NeuroBench defines standardised benchmarks:

Python

from sc_neurocore.benchmarks import TASKS

for name, task in TASKS.items():
    print(f"{name:20s} | {task.n_classes:>3d} classes | "
          f"baseline {task.baseline_accuracy:.1%} | {task.description}")

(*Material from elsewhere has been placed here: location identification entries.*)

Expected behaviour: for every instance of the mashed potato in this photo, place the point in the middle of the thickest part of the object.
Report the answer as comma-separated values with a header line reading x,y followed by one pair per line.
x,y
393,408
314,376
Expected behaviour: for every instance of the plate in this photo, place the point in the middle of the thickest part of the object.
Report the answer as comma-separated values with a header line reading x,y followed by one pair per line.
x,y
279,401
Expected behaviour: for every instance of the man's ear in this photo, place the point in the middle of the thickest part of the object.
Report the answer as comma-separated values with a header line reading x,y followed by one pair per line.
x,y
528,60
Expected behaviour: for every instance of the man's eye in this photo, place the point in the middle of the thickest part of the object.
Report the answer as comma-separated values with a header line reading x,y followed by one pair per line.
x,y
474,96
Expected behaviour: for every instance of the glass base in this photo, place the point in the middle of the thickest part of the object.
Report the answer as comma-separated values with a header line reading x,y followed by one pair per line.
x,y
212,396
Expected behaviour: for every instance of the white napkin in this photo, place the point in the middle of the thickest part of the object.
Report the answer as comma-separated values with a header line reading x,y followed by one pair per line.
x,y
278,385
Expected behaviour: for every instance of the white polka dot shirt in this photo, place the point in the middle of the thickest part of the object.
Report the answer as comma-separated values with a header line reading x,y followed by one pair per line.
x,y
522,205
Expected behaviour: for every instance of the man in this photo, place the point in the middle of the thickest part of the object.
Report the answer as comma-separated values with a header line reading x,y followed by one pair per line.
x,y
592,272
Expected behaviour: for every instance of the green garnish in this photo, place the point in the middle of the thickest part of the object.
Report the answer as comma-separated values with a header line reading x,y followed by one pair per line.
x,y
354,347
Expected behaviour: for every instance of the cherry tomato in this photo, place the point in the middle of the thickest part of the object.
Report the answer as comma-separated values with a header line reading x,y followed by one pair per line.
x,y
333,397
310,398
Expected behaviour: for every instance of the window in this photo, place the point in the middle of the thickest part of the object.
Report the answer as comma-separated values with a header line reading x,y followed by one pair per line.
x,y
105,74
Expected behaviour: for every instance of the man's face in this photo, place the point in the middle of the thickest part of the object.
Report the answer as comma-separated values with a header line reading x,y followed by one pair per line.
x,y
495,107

Task	Classes	Baseline	Description
mnist	10	99.5% (ANN)	Handwritten digits
shd	20	85% (SNN)	Spiking Heidelberg Digits (speech)
dvs_gesture	11	95% (SNN)	DVS128 Gesture recognition
heartbeat	2	90% (ANN)	ECG anomaly detection
keyword	12	96% (ANN)	Speech keyword spotting

Full Benchmark Pipeline¶

Python

from sc_neurocore.training import SpikingNet, train_epoch, evaluate, auto_device
from sc_neurocore.benchmarks import compute_metrics
from sc_neurocore.training.utils import SpikeMonitor

# 1. Train model
device = auto_device()
model = SpikingNet(n_input=784, n_hidden=128, n_output=10).to(device)
# ... training loop ...

# 2. Evaluate with spike counting
monitor = SpikeMonitor(model)
test_loss, test_acc = evaluate(model, test_loader, n_timesteps=25, device=device)
total_spikes = sum(
    monitor.get(name).sum().item() for name in monitor.layer_names
    if monitor.get(name) is not None
)

# 3. Generate NeuroBench report
result = compute_metrics(
    predictions=all_predictions,
    targets=all_targets,
    spike_counts=spike_counts_per_sample,
    weights=[p.detach().cpu().numpy() for p in model.parameters()],
    timesteps=25,
    task="mnist",
)

print(result.summary())
print(result.to_neurobench_json())

SC-NeuroCore vs NeuroBench Leaderboard¶

Honest comparison (measured, not estimated):

Task	SC-NeuroCore	Best Published	Gap
MNIST	99.49% (ConvSNN)	99.72% (SEW-ResNet)	-0.23%
SHD	not yet measured	95.1% (SpikFormer)	—
DVS Gesture	not yet measured	98.2% (TET)	—

We publish measured numbers only. SHD and DVS Gesture benchmarks are pending — we'll update this table when results are available.

References¶

Yik et al. (2024). "NeuroBench: Advancing Neuromorphic Computing through Collaborative, Fair and Representative Benchmarking." Nature Communications.
Cramer et al. (2020). "The Heidelberg Spiking Data Sets for the Systematic Evaluation of Spiking Neural Networks." IEEE TNNLS.